L’idée de solutions simples, accessibles à tous est amplifiée par le fait que les nouvelles ou publi‐reportages sont présents dans une quantité importante (vers 30%) dans les magazines et ces genres annoncent l’information sans l’analyser ou l’interpréter.
Les stars s’impliquent
Une place très importante dans la médiatisation des défis associés au changement climatique et au réchauffement de la planète est occupée par les stars nationaux et internationaux. L’édition électronique d’Unica présente les efforts pour la protection de l’environnement faits par Armin Van Buuren, Leonardo di Caprio, Ellie White et Jane Fonda. Le magazine Viva donne l’exemple des stars autochtones (Mirela Vaida ou Simona
Gherghe). Le féminin Elle présente la cérémonie des prix Oscar 2020, lors de laquelle l’acteur Joaquin Phoenix a critiqué dans son discours l’égocentrisme et les choix humains impitoyables qui affectent négativement l’environnement. La figure de Greta Thunberg est aussi présente, dans Elle et Viva. La célèbre jeune activiste suédoise est admirée pour sa force et son courage, et doucement admonestée pour son extrémisme (Brăslașu, 2019).
Les marques s’impliquent aussi
En lisant les titres féminins, on remarque que les entreprises et les marques sont présentées comme étant très impliquées dans la protection de l’environnement. Prises dans « forts liens » avec la publicité et le marketing, les magazines publient les communiqués de presse et les publi‐reportages fournis par leurs clients. Prenons pour exemple une marque de beauté qui dans le communiqué de presse « souligne l’importance de protéger nos océans et fait un don d’une partie de profit au The Perfect World Foundation, pour le projet Save the Oceans », comme annoncent à l’unisson Avantaje (août 2020 p. 18), Viva (août 2020, p. 93), Elle (août 2020, p. 119), et Unica (août 2020, p. 57).
Un autre exemple est celui d’un distributeur de produits cosmétiques coréen qui est mis en valeur par son engagement en faveur de l’écologie.

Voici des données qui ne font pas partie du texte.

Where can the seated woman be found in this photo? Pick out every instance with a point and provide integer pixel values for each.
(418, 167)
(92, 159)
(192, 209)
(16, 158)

« Des emballages recyclables aux ingrédients biologiques, l’industrie de la beauté doit suivre le rythme du changement majeur du réchauffement climatique et contribuer à atténuer les effets du consumérisme au cours des dernières décennies. Alors que la pollution et la menace du réchauffement climatique deviennent une réalité de plus en plus pressante, les marques coréennes soutiennent le concept de beauté propre, minimisant les produits chimiques et investissant dans des produits naturels », souligne un publi‐reportage publié dans l’édition électronique d’Avantaje (avantaje.ro, 25 mai 2020).
D’autres marques s’impliquent aussi dans des actions de protection de l’environnement et leurs actions sont annoncées dans des publi‐
reportages : Romprest (entreprise roumain d’assainissement), Plant Base (beauté), Nanushka (mode), L’Oréal (beauté), H&M (mode), Coca‐Cola, P&G etc.